Hazırlanan ortak basın metninin Türkçesini DBP İl Eşbaşkanı Zeki Baran, Kürtçesini de DBP Yöneticisi Rıfat Roni okudu. Ortak açıklamada, 7 Haziran 2015 seçimleri öncesinde yaptığı kamuoyu araştırmaları neticesinde çözüm ve barış sürecinin Ak Parti'ye oy kaybettirdiğini gören Cumhurbaşkanı Erdoğan'ın çözüm masasını devirdiği ve ardından çatışma ortamının startının verildiği belirtildi. Devam eden savaşı anlamak için çözüm sürecini bitiren bu kararı iyi okumak gerektiğinin altı çizilen açıklamada, "Bu karar Adalet ve Kalkınma iddiası ile yola çıkan AKP zihniyetinin kendini nelerin üzerine var ettiğinin ispatıdır. Bu karar çatışmasızlığı, huzuru demokrasiyi reddetmektir. Bu karar çatışmada, yıkımda, ölümde, insan hak ve hürriyetini tanımamakta ısrardır. Bu karar 24 Temmuz 2015 tarihinde fiili olarak savaşın sebep olduğu binlerce ölüm, şehirlerin yerle bir edilmesi, on binlerce mağdur ailenin ortaya çıkması ve bunun neticesinde Türkiye toplumunun kutuplaşması, ülkenin psikolojik olarak bölünmenin eşiğine gelmesine atılmış bir imzadır. Bu karar Sayın Öcalan'ın defalarca dikkat çektiği savaş gladyosunun 15 Temmuz 2016 tarihinde giriştiği darbeye zemin hazırlamaktır. Bu karar 15 Temmuz darbe girişiminden sonra AKP'nin karşı darbe ile sebebi ve uygulayıcısı olduğu bunca hukuksuzluğa kılıf uydurmaktır" ifadeleri kullanıldı.

'REHİN ALMALAR DEVAM EDİYOR'

Bu gidişata "dur" demenin, Kürt, Türk, Arap, Çerkez ayrımı yapmaksızın kendine "insanım" diyen ve insan onurunu önemseyen herkesin görevi olduğu vurgulanan açıklamada, "Bu gün dahi devam eden saldırılar, tutuklamalar, sindirmeler her ne kadar Kürt halkının şahsında yürütülse de hedef alınan Türkiye demokrasi cephesidir. Hedef alınan kadındır, basındır, aydınlardır, sanatçılardır, akademisyenlerdir ve en önemlisi demokratik siyaset zeminidir. HDP eş başkanları ve vekilleri, DBP Eş Genel Başkanı Sebahat Tuncel, KJA sözcüsü Ayla Akat Ata ve binlerce siyasi tutuklunun durumu başka bir şekilde açıklanamaz. Maalesef haksız ve hukuksuz bir şekilde siyasi rehin almalar bu gün dahi hız kesmeden devam etmektedir. Kamuoyu tarafından takip edildiği üzere bu durum devletin başı tarafından bir seferberlik olarak ilan edilmiştir. Gelinen aşamada bu durumun böyle devam edemeyeceği açık ve net bir şekilde ortaya çıkmıştır" denildi.

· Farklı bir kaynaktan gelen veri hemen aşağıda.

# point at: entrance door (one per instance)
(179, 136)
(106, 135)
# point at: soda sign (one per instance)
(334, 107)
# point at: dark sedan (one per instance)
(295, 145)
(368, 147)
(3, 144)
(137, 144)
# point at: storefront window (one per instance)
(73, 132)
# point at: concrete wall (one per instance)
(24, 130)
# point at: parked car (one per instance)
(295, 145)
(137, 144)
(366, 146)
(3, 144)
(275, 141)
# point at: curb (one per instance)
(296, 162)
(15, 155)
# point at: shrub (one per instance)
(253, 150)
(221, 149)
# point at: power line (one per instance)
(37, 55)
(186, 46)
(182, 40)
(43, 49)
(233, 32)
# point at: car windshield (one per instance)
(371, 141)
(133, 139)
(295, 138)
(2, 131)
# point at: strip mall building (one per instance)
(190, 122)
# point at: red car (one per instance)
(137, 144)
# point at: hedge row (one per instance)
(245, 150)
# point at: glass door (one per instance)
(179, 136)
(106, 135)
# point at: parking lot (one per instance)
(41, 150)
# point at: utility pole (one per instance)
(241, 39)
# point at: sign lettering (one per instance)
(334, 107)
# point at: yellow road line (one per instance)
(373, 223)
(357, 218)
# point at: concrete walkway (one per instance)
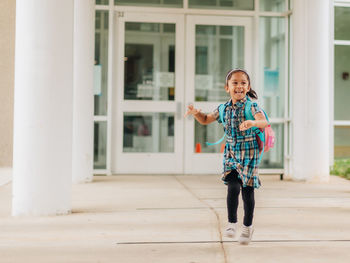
(181, 219)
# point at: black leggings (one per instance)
(234, 186)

'TECRİT DAHA DA AĞIRLAŞTI'

Ortadoğu’nun ateş topuna dönüştüğü süreçte Türkiye’nin ihtiyacı olanın savaş, hukukun ve meclisin askıya alınması, savcıların, hâkimlerin siyasilerin emir eri gibi hareket edip kararlar alması olmadığı ifade edilen açıklamada, şunlar vurgulandı: "Sona erdirilecek bir çatışma ortamı neticesinde barışın, huzurun inşası demokrasinin hakim kılınması zaruri bir ihtiyaçtır. Şüphesiz bu ihtiyaç sağlam bir irade, net bir duruş ve barışta ısrar ile gerçekleşecektir. Çözüm sürecinin baş aktörü olan Sayın Öcalan, 5 Eylül 2016 tarihinde kendisi ile görüşme talebiyle başlayan açlık grevi neticesinde kardeşi Mehmet Öcalan ile yaptığı görüşmede; bu savaşın son bulmasına dönük görüşünü, kararlılığını açık ve net bir şekilde ortaya koymuştur. Devlet/Hükümet tarafının samimi bir şekilde yaklaşıp, bir irade ortaya koyması durumunda ülkenin 6 ay gibi bir süre zarfında bu kaostan kurtulacağını açıklamıştır. Maalesef AKP hükümetinin buna cevabı, savaşı daha da derinleştirme ve Sayın Öcalan üzerindeki tecridi daha da ağırlaştırma olmuştur."

'ÖCALAN'IN ÖZGÜRLÜĞÜ VAZGEÇİLMEZ TALEBİMİZDİR'

Son olarak, bugünkü savaş, yıkım, kıyım ve yaşanan kaosun Öcalan üzerinde uygulanan tecridin bir sonucu olduğu kaydedilen açıklamada, şöyle denildi: "Onun için toplumun arzu ettiği bir gelecek bir süreç ancak Sayın Öcalan üzerindeki tecrittin kaldırılması, ailesinin, avukatlarının ve siyasi heyetlerin kendisi ile görüşünün sağlanması ve bundan daha önemli olan özgürlüğüne kavuşması ile başlatılabilir. Sayın Öcalan Türkiye’de toplumsal barışın teminatıdır. 'Tecridi Kıralım Özgürleşelim, Özgür Yarınları Beraber İnşa Edelim' şiarı ile Kürt siyasi hareketi, temsilcileri, kurumları, bileşenleri ve bu ülkede barışta ısrarcı olanlar olarak, halkımız ile beraber Sayın Öcalan üzerindeki anlamsız, gereksiz ve toplumun hiç bir çıkarına hizmet etmeyen tecrittin kaldırılması, Sayın Öcalan’ın özgürleşmesi Türkiye’de barış ve huzur ortamının tesisi için öncelikli hatta vazgeçilmez talebimizdir."

Açıklama, alkış, slogan ve zılgıtlarla son buldu.